When looking at the budget, it’s not surprising to see that Sir Alec Guinness received a large share of the film’s revenues for his role as Obi-Wan Kenobi. Guinness was already an established actor with a strong resume behind him. What does raise an eyebrow however is the amount of cash that Harrison Ford garnered for portraying Han Solo. Ford received $1 million… more than what Mark Hamill and Carrie Fisher combined. It’s an interesting factoid since it can be argued that both Hamill and Fisher had bigger roles. While Ford had starred in films like American Graffiti and Apocalypse Now, he certainly wasn’t a big name in Hollywood.
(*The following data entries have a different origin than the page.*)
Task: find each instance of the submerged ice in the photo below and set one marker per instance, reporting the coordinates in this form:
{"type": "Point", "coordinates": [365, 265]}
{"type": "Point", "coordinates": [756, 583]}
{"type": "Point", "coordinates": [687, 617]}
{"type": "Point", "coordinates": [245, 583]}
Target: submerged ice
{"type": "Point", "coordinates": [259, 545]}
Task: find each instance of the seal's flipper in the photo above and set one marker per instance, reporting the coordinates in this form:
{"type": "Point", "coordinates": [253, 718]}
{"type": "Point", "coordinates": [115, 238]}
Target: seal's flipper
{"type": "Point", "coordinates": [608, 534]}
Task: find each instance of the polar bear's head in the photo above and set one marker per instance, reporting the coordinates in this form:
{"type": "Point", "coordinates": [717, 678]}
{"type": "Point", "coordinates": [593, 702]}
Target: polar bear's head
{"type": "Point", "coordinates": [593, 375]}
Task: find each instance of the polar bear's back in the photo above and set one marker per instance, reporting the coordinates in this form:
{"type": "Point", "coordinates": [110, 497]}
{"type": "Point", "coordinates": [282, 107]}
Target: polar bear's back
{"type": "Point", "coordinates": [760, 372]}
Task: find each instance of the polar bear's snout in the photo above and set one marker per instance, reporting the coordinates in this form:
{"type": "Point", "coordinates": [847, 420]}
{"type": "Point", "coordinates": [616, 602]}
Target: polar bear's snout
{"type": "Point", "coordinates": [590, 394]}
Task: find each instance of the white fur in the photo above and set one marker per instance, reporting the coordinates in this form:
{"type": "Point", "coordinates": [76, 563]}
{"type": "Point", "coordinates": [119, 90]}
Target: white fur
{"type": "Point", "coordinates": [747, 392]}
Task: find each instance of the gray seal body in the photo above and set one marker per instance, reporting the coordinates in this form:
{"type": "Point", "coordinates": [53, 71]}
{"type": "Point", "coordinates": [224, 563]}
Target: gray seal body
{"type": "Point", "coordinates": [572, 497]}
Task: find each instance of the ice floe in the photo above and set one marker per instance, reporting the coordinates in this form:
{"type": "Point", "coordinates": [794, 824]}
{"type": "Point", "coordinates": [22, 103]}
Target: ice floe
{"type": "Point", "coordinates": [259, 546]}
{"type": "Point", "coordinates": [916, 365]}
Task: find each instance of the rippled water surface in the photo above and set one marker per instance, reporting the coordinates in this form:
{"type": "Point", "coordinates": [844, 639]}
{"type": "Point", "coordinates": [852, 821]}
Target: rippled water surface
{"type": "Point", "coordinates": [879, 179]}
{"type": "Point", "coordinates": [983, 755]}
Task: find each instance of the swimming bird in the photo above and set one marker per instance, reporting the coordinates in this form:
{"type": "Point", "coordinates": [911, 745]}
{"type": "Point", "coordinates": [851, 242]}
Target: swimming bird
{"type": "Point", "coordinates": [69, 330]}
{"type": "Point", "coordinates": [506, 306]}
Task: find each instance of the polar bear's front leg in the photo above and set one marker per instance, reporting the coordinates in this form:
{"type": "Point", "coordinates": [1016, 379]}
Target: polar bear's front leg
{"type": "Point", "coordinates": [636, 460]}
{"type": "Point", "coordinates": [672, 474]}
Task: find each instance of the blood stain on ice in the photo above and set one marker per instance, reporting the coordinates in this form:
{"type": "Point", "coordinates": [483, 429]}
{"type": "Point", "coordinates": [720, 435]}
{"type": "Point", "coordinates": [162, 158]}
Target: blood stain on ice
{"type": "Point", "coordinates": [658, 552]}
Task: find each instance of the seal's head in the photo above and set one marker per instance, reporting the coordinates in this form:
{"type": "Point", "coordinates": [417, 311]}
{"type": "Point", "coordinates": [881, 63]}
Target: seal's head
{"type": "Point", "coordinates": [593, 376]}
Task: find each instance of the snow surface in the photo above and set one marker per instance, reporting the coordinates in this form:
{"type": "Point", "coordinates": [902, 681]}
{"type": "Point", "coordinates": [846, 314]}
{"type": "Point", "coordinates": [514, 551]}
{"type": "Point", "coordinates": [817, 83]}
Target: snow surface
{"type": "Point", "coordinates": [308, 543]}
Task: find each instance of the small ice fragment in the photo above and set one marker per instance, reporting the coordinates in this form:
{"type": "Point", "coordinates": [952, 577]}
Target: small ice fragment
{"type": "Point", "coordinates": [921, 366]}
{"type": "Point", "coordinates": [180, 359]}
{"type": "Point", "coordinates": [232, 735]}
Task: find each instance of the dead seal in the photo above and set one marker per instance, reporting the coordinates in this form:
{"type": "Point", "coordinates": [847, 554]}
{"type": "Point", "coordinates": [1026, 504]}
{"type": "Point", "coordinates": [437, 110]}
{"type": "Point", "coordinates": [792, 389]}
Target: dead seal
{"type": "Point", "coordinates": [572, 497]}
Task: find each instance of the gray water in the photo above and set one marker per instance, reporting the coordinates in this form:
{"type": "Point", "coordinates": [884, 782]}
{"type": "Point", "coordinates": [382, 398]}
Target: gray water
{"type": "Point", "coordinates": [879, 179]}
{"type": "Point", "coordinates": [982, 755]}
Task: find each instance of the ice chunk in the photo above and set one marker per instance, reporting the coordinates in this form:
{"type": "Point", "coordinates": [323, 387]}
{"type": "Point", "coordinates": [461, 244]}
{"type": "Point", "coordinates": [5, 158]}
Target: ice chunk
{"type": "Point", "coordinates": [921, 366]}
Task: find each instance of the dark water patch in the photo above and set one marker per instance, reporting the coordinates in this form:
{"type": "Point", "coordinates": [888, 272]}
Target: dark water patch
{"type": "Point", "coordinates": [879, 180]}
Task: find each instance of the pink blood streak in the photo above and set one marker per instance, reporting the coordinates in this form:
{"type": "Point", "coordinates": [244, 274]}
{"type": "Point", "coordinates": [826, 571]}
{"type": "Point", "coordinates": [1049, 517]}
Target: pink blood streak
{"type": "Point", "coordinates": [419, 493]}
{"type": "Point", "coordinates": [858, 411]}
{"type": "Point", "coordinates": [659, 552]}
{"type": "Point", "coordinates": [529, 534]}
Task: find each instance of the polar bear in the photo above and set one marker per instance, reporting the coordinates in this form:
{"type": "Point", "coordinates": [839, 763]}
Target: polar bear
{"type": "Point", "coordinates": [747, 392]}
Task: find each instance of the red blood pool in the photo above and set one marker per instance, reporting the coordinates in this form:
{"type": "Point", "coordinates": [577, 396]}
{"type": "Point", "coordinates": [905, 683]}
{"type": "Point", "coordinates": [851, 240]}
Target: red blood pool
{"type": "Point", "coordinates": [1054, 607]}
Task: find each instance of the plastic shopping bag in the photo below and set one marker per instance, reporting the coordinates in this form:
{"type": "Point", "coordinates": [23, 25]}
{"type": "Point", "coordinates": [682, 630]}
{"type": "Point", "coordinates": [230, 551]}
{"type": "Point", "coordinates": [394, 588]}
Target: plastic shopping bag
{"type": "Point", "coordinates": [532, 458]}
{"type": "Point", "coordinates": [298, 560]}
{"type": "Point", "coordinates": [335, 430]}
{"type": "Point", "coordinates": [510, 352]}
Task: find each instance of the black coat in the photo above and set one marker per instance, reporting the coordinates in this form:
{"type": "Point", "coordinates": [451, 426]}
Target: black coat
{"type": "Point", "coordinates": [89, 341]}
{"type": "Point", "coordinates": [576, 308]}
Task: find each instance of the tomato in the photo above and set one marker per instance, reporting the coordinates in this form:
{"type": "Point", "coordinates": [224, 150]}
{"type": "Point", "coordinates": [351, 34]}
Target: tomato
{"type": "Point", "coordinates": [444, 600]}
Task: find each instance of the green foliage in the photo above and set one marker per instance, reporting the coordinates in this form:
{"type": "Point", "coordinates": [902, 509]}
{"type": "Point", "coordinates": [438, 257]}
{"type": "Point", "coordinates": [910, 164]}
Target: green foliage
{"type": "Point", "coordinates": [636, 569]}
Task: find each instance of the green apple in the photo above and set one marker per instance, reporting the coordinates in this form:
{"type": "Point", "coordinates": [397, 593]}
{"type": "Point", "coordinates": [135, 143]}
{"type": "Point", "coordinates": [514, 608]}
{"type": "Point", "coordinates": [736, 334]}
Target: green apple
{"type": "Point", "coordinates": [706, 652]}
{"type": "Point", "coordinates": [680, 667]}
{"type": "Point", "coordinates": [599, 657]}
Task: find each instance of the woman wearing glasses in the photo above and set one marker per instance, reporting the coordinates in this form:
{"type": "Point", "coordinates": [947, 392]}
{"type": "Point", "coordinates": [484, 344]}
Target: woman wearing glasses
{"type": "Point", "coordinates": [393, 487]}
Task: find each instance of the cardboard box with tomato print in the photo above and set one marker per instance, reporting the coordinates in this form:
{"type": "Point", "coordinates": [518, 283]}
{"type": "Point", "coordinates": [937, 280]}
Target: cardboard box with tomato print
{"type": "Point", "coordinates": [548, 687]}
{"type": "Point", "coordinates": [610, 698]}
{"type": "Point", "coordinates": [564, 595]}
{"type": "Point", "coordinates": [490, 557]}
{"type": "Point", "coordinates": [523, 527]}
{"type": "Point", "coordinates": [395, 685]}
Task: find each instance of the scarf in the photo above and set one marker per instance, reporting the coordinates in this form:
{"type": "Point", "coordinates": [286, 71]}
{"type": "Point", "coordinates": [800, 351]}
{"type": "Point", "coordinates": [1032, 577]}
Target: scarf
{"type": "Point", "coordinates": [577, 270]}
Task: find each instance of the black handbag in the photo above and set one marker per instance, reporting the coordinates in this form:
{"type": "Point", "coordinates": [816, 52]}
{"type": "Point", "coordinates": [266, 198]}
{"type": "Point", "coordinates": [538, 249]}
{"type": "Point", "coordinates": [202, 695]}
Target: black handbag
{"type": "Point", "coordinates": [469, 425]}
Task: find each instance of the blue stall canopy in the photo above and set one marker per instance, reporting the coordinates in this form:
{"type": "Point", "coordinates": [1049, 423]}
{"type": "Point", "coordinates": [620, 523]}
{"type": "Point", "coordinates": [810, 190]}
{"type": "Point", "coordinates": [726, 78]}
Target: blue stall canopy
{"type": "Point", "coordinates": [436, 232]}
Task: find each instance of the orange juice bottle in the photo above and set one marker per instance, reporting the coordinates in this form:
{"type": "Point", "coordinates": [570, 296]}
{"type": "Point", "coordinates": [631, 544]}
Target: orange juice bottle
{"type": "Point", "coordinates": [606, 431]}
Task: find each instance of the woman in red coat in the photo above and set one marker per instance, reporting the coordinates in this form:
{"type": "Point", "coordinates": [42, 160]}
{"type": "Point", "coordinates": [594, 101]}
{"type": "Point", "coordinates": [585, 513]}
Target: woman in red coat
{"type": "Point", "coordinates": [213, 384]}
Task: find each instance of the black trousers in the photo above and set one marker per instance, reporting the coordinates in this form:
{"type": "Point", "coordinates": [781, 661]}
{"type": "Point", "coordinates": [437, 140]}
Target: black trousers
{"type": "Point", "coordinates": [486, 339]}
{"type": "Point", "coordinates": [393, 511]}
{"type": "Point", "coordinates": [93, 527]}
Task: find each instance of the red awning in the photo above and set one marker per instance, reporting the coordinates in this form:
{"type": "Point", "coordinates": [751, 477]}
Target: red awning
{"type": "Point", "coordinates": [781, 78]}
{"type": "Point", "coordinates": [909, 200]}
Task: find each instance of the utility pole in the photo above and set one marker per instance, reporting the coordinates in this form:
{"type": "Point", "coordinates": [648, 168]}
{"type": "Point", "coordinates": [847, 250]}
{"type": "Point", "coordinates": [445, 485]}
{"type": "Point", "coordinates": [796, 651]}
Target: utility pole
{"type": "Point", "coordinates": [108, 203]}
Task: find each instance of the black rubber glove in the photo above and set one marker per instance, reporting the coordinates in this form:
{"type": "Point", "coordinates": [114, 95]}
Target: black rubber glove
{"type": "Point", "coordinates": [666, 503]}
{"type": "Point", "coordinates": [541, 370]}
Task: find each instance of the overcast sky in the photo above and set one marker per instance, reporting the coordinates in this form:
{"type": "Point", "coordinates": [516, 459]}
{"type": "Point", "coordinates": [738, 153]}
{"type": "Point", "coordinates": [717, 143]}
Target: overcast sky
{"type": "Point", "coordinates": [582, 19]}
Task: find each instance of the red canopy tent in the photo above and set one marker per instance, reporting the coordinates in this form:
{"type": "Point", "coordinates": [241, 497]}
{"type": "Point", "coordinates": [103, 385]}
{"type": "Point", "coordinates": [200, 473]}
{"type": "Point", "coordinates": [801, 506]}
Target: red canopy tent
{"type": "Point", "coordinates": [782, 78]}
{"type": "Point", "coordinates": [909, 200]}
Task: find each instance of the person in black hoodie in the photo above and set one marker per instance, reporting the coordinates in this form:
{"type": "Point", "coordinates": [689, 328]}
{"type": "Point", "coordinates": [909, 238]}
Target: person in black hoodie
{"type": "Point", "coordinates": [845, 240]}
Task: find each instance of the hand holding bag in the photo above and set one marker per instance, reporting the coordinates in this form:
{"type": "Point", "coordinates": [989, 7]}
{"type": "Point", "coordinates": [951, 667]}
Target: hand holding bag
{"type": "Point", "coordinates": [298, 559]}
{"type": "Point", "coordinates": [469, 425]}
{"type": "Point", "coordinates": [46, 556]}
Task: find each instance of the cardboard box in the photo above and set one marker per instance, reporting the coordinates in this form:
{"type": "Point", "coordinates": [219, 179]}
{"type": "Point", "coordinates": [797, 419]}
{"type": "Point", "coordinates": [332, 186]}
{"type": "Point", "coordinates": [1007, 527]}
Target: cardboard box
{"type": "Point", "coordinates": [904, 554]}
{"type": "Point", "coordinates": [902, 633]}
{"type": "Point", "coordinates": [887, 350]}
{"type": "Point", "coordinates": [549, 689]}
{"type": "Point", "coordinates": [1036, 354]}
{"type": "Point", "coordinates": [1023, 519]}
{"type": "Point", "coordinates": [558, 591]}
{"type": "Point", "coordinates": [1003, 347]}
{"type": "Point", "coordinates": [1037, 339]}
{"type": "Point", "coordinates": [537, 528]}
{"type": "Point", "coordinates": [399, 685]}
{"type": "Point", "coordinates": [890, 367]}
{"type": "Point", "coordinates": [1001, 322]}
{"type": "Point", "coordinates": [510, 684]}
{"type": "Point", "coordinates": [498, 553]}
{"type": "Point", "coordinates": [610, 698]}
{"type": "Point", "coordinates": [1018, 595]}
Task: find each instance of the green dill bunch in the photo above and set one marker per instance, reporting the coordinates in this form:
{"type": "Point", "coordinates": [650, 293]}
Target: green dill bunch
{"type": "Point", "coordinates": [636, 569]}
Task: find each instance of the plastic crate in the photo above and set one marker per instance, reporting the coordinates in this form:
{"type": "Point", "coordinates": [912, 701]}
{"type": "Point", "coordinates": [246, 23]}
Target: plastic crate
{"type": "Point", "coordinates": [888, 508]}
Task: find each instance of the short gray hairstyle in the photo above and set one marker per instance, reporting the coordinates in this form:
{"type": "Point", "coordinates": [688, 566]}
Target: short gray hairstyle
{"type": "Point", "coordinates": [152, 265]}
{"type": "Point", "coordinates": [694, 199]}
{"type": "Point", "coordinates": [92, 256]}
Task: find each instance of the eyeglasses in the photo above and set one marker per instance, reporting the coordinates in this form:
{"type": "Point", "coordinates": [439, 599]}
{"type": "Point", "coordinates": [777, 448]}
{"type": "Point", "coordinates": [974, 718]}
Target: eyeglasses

Perhaps his relationship with Lucas made the difference for him.
Also of note is the fact that Lucas got John Williams to compose the soundtrack of the movie for just $100,000. This has to be considered a steal, even back in the 70′s. The score that Williams created is without question one of the most recognizable pieces of music out there. Even 40 years later, children can identify when Darth Vader is about to come into a scene just by hearing it.
Finally, when adjusting the $775,398,007 A New Hope made in both domestic and international releases for inflation, the film has raked in $3,082,922,515 in revenue. Subtracting the $40 million in adjusted production costs, this leaves a tidy profit of $3,042,922,515. That amount tops the $2,782,275,172 that Avatar brought in after spending its $280 million budget (those numbers aren’t adjusted, but they’re quite close to today). Perhaps James Cameron should take Lucas out to lunch to talk about how to make a blockbuster without breaking the bank.